As for me, I believe that changing MD5 to SHA256 would be pretty helpful for at least 2 reasons:
1) No more Open Issues about "security" until SHA256 is not deprecated.
2) SHA256 has lower chances of collision compared to MD5. Having collisions in this case is unwanted because this hash value is used for generating in file names. It means that if a collision happens then user might see a wrong image.
@Adobels Do you have any good idea or algorithm about a custom hash function.
This subject is not related to corporations only but more about those who use security audit tools. GitLab added in the release 13.5 (22-octobre-2020) a free tool for mobile security scanning. So Gitlab clients for example a startups are concerned as well.
There is an encoding "Base 64 Encoding with URL and Filename Safe Alphabet" which can be used to get over problems with special characters in a file names which would collide with those used by Linux or Darwin to annotate directories, schemas and others. Other problem which is solved by Base64URL encoding is a stability of the cache content through the SDWebImages releases. If the SHA256 will be chosen then when it will be announced that SHA256 is weak a transition to SHA512 will one more time invalidate a cache content (@dreampiggy stated that the cache content stability is a feature of the framework "If they change the implementation across to iOS versions, user upgrade from old iOS version will loss cache in current App.").
So, my proposition is to take a look on the encoding "Base 64 Encoding with URL and Filename Safe Alphabet" which can be an universal solution for Linux, Darwin and other platforms which will be supported by Swift in feature.
There is an algorithm which translates from Base64 to Base64URL which was written by Martin-R, one of the top users on StackOverflow and published on StackOverflow
@Adobels sounds great!
I can implement it the idea is approved. Do we need this idea (Base64URL) to be approved before implementing it or it's better to open PR ASAP?

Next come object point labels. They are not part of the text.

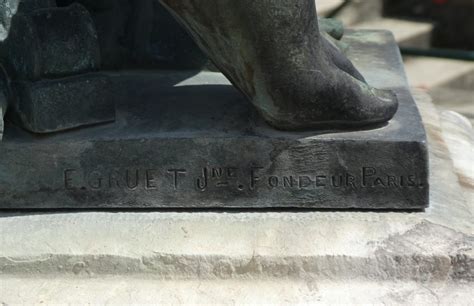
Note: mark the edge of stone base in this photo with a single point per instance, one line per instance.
(432, 249)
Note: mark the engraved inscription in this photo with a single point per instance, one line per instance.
(233, 178)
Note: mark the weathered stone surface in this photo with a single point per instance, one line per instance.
(283, 257)
(176, 144)
(61, 104)
(51, 42)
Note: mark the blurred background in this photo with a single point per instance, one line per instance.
(436, 38)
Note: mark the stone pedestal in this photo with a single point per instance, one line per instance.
(283, 257)
(190, 140)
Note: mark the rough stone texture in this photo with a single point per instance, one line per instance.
(180, 145)
(61, 104)
(282, 257)
(51, 42)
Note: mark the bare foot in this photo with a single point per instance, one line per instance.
(275, 54)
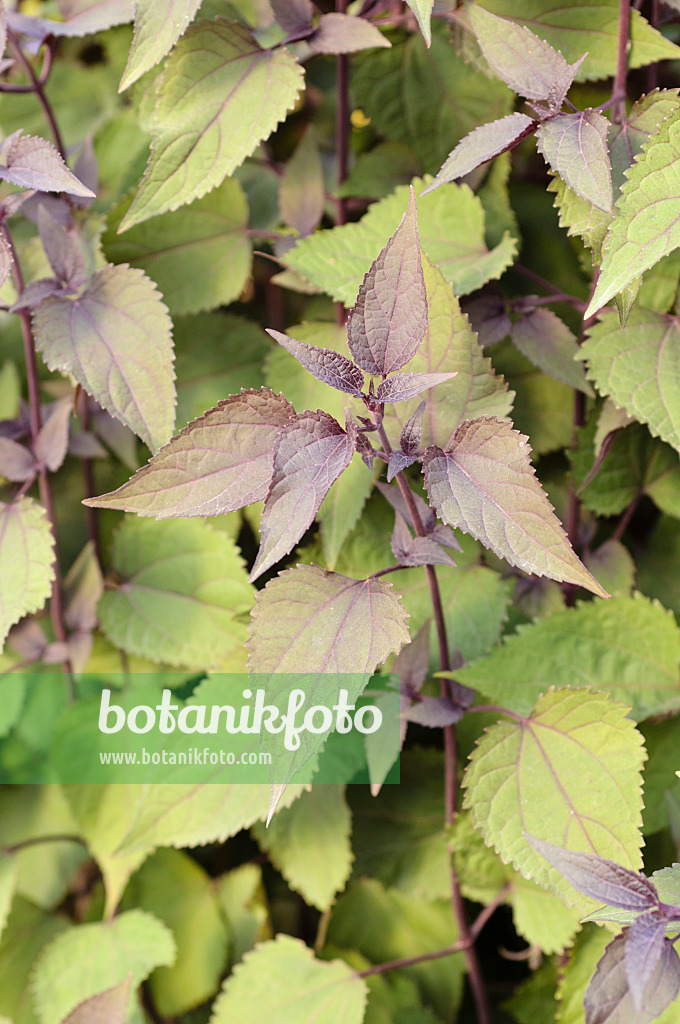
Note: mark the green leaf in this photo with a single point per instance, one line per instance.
(309, 844)
(183, 588)
(629, 646)
(209, 236)
(158, 26)
(587, 27)
(216, 464)
(570, 774)
(576, 147)
(27, 561)
(645, 226)
(219, 95)
(549, 344)
(639, 368)
(423, 9)
(115, 338)
(90, 958)
(451, 345)
(451, 224)
(299, 989)
(484, 483)
(172, 887)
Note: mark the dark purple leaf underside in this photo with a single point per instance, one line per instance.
(400, 387)
(327, 366)
(481, 144)
(599, 879)
(310, 454)
(576, 147)
(388, 322)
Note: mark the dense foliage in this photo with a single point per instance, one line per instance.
(343, 339)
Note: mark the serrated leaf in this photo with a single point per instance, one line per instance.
(158, 26)
(388, 321)
(309, 454)
(110, 1007)
(299, 990)
(210, 236)
(546, 340)
(423, 9)
(90, 958)
(27, 561)
(182, 592)
(301, 192)
(484, 484)
(528, 65)
(217, 464)
(599, 879)
(309, 844)
(576, 147)
(177, 891)
(32, 163)
(629, 646)
(639, 368)
(308, 620)
(115, 338)
(481, 144)
(451, 345)
(645, 226)
(345, 34)
(327, 366)
(608, 999)
(451, 224)
(220, 94)
(587, 26)
(569, 773)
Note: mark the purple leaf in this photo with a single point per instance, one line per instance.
(395, 499)
(484, 483)
(528, 65)
(115, 338)
(65, 255)
(16, 463)
(644, 947)
(598, 878)
(33, 163)
(481, 144)
(398, 461)
(52, 440)
(388, 323)
(608, 999)
(345, 34)
(217, 464)
(293, 15)
(400, 387)
(309, 455)
(327, 366)
(576, 147)
(412, 432)
(435, 713)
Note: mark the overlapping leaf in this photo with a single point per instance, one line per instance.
(27, 561)
(646, 225)
(220, 94)
(629, 646)
(388, 321)
(569, 774)
(308, 620)
(484, 483)
(576, 147)
(218, 463)
(115, 338)
(309, 454)
(158, 26)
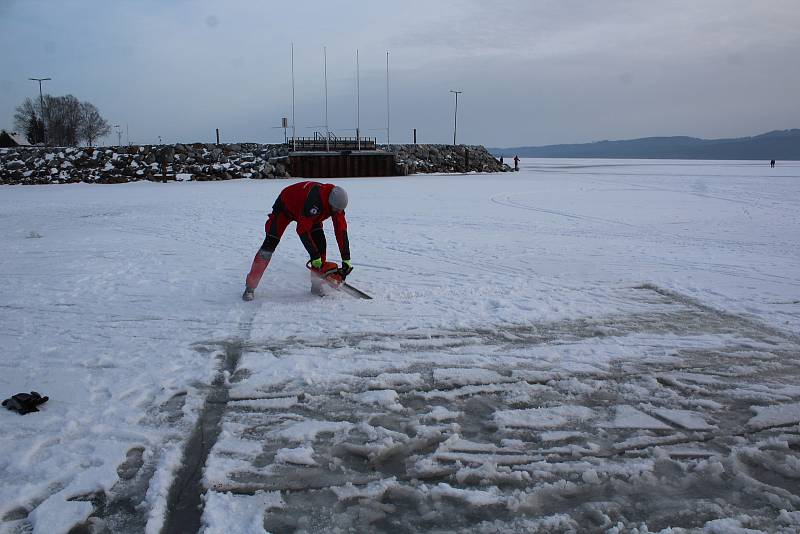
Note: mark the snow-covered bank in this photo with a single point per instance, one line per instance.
(549, 336)
(206, 162)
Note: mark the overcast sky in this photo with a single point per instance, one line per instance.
(532, 72)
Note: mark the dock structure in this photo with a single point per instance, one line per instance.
(342, 164)
(339, 157)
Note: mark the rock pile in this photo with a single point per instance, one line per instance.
(413, 159)
(48, 165)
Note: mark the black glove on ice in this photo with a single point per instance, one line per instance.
(25, 402)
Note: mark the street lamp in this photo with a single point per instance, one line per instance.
(455, 116)
(41, 105)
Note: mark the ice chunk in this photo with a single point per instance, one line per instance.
(224, 513)
(542, 417)
(775, 415)
(297, 456)
(630, 417)
(684, 419)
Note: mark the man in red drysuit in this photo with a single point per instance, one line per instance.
(308, 204)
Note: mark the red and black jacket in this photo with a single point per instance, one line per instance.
(307, 204)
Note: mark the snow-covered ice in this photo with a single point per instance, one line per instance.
(605, 346)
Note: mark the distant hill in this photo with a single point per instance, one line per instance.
(778, 145)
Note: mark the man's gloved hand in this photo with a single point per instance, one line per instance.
(345, 269)
(24, 403)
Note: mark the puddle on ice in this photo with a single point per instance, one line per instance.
(526, 445)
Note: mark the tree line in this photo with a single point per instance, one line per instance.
(60, 121)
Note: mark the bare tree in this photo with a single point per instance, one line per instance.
(28, 119)
(68, 121)
(92, 125)
(62, 116)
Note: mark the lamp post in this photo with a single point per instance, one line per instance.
(455, 116)
(388, 142)
(41, 106)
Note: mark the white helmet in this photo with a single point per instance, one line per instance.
(337, 198)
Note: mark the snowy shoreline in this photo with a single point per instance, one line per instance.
(206, 162)
(581, 346)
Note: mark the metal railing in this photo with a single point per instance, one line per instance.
(320, 143)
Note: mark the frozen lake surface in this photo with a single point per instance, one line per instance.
(583, 346)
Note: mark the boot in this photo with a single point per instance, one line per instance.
(249, 293)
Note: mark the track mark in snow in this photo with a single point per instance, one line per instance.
(185, 500)
(497, 428)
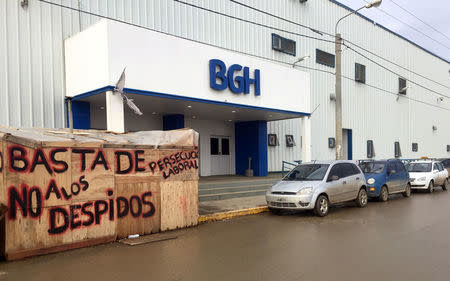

I can implement it the idea is approved. Do we need this idea (Base64URL) to be approved before implementing it or it's better to open PR ASAP?
@dreampiggy?
"Base 64 Encoding with URL and Filename Safe Alphabet"
This is one great solution. We can use this to avoid file system issue.
However, some of my personal idea: I'm afraid this may cause Implicit Interfaces. Base64 encoding can be decoded to get the original URL.
So as Base64, some of user may think OK, I can grab the cache file name to get what's these images URL come from. This is not what SDWebImage promote or gurantee to be usable and may break in future like 7.x. But anyway, you can ignore these cases..
which can be an universal solution for Linux, Darwin and other platforms which will be supported by Swift in feature.
SDWebImage does not have clear plan to release on Linux or Windows platform. We're bined to Apple's framework. Only if Apple port the UIKit and ImageIO on Linux/Windows platform, can we have the capabilities to support these platforms..Swift itself as a language can does not mean as a Apple's framework wrapper we can :(
@Adobels I have update this pr.Please have a look.
Most helpful comment
We have a similar issue at my company, wherein our security team has scanned our codebase with an automated tool and wants us to remove any use of MD5, regardless of whether it's used for cryptographic purposes or even called by our code. Non-cryptographic use significantly lowers the priority, but they still want it removed if possible, and exceptions to this require high-level approval.
So while I completely understand the reasoning for this being a legitimate no-risk use of MD5, you may continue to run into folks who are obligated by their company to ask for its removal regardless. Is there any chance the overhead of addressing those would make it worth updating to CC_SH256? I realize backwards compatibility is an issue. Could it maybe be an opt-in thing? (A bit messy, I know.)